£4.5 million award for dismissal during probationary period

13 June 2024

The recent case of Wright-Turner v London Borough of Hammersmith and Fulham and another is of interest for a number of reasons and is a reminder to all employers that dismissing an employee during a probationary period is not risk free. It also highlights the importance of understanding and supporting neurodivergent employees. Please find the slides from the Neurodiversity Awareness workshop that was at the 2024 Annual Conference at this link.

Of interest in this case is the significant award the employee received and that fact that the employee had only been employed for a total of 9 months.

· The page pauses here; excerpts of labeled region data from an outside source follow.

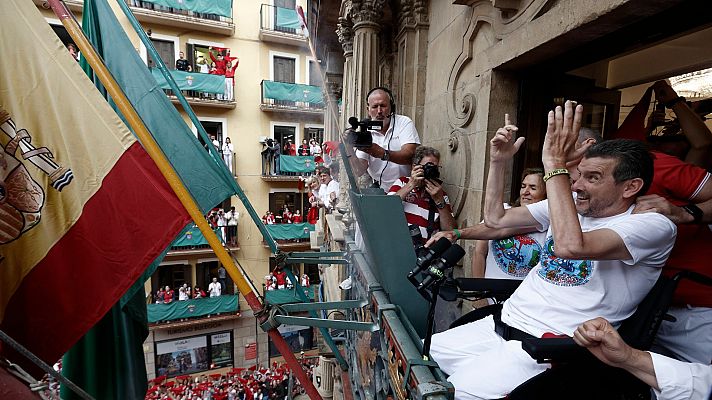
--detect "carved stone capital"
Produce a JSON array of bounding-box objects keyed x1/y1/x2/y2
[
  {"x1": 336, "y1": 17, "x2": 354, "y2": 56},
  {"x1": 398, "y1": 0, "x2": 430, "y2": 31},
  {"x1": 349, "y1": 0, "x2": 386, "y2": 29}
]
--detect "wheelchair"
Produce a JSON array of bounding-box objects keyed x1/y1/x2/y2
[{"x1": 440, "y1": 271, "x2": 712, "y2": 400}]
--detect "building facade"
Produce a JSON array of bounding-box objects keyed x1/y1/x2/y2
[
  {"x1": 35, "y1": 0, "x2": 324, "y2": 378},
  {"x1": 309, "y1": 0, "x2": 712, "y2": 275}
]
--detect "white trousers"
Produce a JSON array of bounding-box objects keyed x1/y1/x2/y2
[
  {"x1": 652, "y1": 307, "x2": 712, "y2": 365},
  {"x1": 430, "y1": 316, "x2": 550, "y2": 400},
  {"x1": 224, "y1": 78, "x2": 234, "y2": 100}
]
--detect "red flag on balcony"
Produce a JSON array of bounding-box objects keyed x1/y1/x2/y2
[
  {"x1": 0, "y1": 0, "x2": 189, "y2": 364},
  {"x1": 295, "y1": 6, "x2": 309, "y2": 37}
]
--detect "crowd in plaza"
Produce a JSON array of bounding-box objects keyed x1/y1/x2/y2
[{"x1": 146, "y1": 358, "x2": 319, "y2": 400}]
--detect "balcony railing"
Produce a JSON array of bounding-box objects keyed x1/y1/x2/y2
[
  {"x1": 260, "y1": 4, "x2": 306, "y2": 46},
  {"x1": 260, "y1": 80, "x2": 324, "y2": 114},
  {"x1": 170, "y1": 224, "x2": 237, "y2": 252},
  {"x1": 262, "y1": 153, "x2": 317, "y2": 180},
  {"x1": 124, "y1": 0, "x2": 235, "y2": 35},
  {"x1": 265, "y1": 285, "x2": 319, "y2": 304},
  {"x1": 151, "y1": 68, "x2": 236, "y2": 108},
  {"x1": 147, "y1": 295, "x2": 239, "y2": 324}
]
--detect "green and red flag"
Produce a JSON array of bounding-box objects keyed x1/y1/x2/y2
[{"x1": 0, "y1": 0, "x2": 189, "y2": 376}]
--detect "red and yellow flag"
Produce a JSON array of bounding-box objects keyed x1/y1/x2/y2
[{"x1": 0, "y1": 0, "x2": 189, "y2": 363}]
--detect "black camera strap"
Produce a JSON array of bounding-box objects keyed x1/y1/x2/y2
[{"x1": 425, "y1": 196, "x2": 437, "y2": 240}]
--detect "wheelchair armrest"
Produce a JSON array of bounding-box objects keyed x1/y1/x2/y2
[
  {"x1": 456, "y1": 278, "x2": 522, "y2": 302},
  {"x1": 522, "y1": 337, "x2": 591, "y2": 364}
]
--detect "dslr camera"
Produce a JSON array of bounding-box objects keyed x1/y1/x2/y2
[
  {"x1": 349, "y1": 117, "x2": 383, "y2": 149},
  {"x1": 423, "y1": 163, "x2": 442, "y2": 183}
]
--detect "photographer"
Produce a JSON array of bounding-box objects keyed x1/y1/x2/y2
[
  {"x1": 344, "y1": 87, "x2": 420, "y2": 191},
  {"x1": 388, "y1": 146, "x2": 456, "y2": 240}
]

As the claim related to disability discrimination the employee did not need to have two year continuous service and the compensation award for discrimination claims is uncapped.

The employee was in a senior role and part of the Leadership Team and had ADHD and PTSD and was treated unfairly and unreasonably during their probation period which resulted in their dismissal.

Key points regarding the case were:

  • Prior to joining the London Borough of Hammersmith and Fulham the employee had had a successful career as a senior civil servant.
  • During the probation period the employee’s physical and mental health deteriorated, all the while she was working extremely long hours and was clearly stressed.
  • Her line manager's perception of her was impacted by her finding out that the claimant had ADHD.
  • Shortly before the end of her probationary period the claimant was invited to a meeting where her ADHD was discussed. Later that same day the employee had a panic attack and ended up in a traumatic state in A&E and was signed off work.
  • The employee’s probation was initially for 6 months but it was then extended by 3 months. During their period of employment the employee also submitted a grievance.
  • The employee’s dismissal coincided with the end of the extended probation period.

The employment tribunal considered the evidence and found that;

  • The employer had falsified two letters. The first by back dating a letter extending the employee’s probation period to make it look like it had been written before the probation period had expired. As well as the letter of dismissal to look like it had been written prior to the employee raising a grievance.
  • They also found that the employee had been harassed.
  • The extension of the probationary period and the dismissal both resulted in direct disability discrimination and discrimination arising from disability.
  • They also found that the employer had failed to reasonably comply with the ACAS Code of Practice on Disciplinary and Grievance procedures and failed to follow their own Probationary Procedure.

The claimant was a high earner with a good pension, but as detailed above she was treated particularly badly and it had a significant and detrimental impact on her health. The majority of the award was based on past and future loss of earnings (approximately £2 million).